The exact functions of PTH/PTHrP in skin are poorly understood. PTHrP may have a role in the hair growth cycle (29
), angiogenesis (30
), epidermal cell proliferation, and differentiation (31
). PTHrP modulates intracellular calcium in a number of cell types, and calcium has been implicated as an early signal in the differentiation of keratinocytes (32
). Given that keratinocytes under high-calcium conditions show enhanced expression of skin antimicrobial peptides and their processing enzymes (33
), this may be an alternate mechanism of action. Furthermore, a recent study has shown that expression of CAMP
can be induced by CREB (cyclic adenosine monophosphate response element–binding protein) (35
), a downstream transcriptional regulator activated by engagement of the PTH1R (36
). Thus, several cellular signaling mechanisms may enable PTH/PTHrP to influence innate immunity.

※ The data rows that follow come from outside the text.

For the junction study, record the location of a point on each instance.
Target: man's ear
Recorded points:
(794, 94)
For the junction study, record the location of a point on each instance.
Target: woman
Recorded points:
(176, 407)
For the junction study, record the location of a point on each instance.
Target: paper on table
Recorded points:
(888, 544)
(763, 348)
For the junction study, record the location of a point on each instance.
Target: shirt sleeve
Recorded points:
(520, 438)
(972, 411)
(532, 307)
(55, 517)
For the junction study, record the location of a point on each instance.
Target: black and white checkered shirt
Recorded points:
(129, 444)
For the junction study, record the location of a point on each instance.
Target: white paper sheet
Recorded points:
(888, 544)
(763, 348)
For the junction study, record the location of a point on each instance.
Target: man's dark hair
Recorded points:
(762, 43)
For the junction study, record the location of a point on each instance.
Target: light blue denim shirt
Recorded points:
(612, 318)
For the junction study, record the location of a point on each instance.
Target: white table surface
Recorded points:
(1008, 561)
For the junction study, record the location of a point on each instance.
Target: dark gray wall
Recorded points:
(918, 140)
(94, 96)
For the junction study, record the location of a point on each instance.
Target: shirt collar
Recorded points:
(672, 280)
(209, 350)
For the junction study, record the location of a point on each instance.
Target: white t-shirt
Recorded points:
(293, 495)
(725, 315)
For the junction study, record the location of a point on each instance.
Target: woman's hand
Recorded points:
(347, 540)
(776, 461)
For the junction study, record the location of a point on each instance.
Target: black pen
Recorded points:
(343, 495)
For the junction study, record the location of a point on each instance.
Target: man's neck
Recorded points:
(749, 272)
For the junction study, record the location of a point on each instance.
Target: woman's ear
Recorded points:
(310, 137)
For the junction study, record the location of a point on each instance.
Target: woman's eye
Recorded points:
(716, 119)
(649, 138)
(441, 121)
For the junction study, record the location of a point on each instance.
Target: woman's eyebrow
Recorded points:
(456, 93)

The relevance of PTH/PTHrP in vivo was demonstrated by observations that mice injected with PTH increase their resistance to invasive group A Streptococcus infection. Although the decrease induced by PTH in the absolute number of group A Streptococcus colony-forming units (CFU) measured in the skin was relatively modest, a large decrease in absolute lesion size was observed, therefore suggesting that a local increase in PTH is important to enhance resistance. Furthermore, the potential consequences of diet were illustrated in mice on dietary vitamin D restriction. Mice with intact 1,25-D3 levels but restricted dietary vitamin D had elevated PTH and Camp, and maintained normal protection against infection. On the basis of our results in culture, it is tempting to speculate that the increase in Camp was a result of the increase in PTH. Supporting this were additional observations that mice lacking CYP27B1 expression did not increase Camp despite elevated PTH. Only this group showed increased susceptibility to infection by group A Streptococcus. This is consistent with our findings in culture that response to PTH is optimal in the presence of 1,25-D3 and that mice injected with mPTH do not increase resistance to infection if they lack CYP27B1.
The antimicrobial responses of mice on vitamin D restriction support the notion of a role for PTH in innate immunity. Wild-type mice on dietary vitamin D3 restriction had a 600-fold increase in cathelicidin that accompanied the rise in PTH. We believe that this increase may have been induced by the elevated PTH and protected these mice against increased infection. The unexpected response in this system was that CYP27B1−/− mice on a normal diet showed a large increase in mBD4 and also did not have enhanced skin infection. This finding suggests that 25-D3, in the absence of 1,25-D3, has other influences on innate immunity beyond cathelicidin. Given that vitamin D3 and PTH induce CD14, one may speculate that enhanced pattern recognition through CD14 may result in enhanced mBD4 and thus offer protection in the absence of cathelicidin. Future work is required to better understand this potential alternate system.
We have shown that either PTH or PTHrP can induce an antimicrobial peptide response and enhance immune defense. The current study also shows a role of dietary vitamin D3 in the prevention of group A Streptococcus skin infection. We find that multiple factors can cooperate with dietary vitamin D3 to influence innate immune responses in the skin: vitamin D3 metabolism, PTH1R expression, and pattern receptor activation. These observations provide a new understanding of the relationship between vitamin D3 status and infection.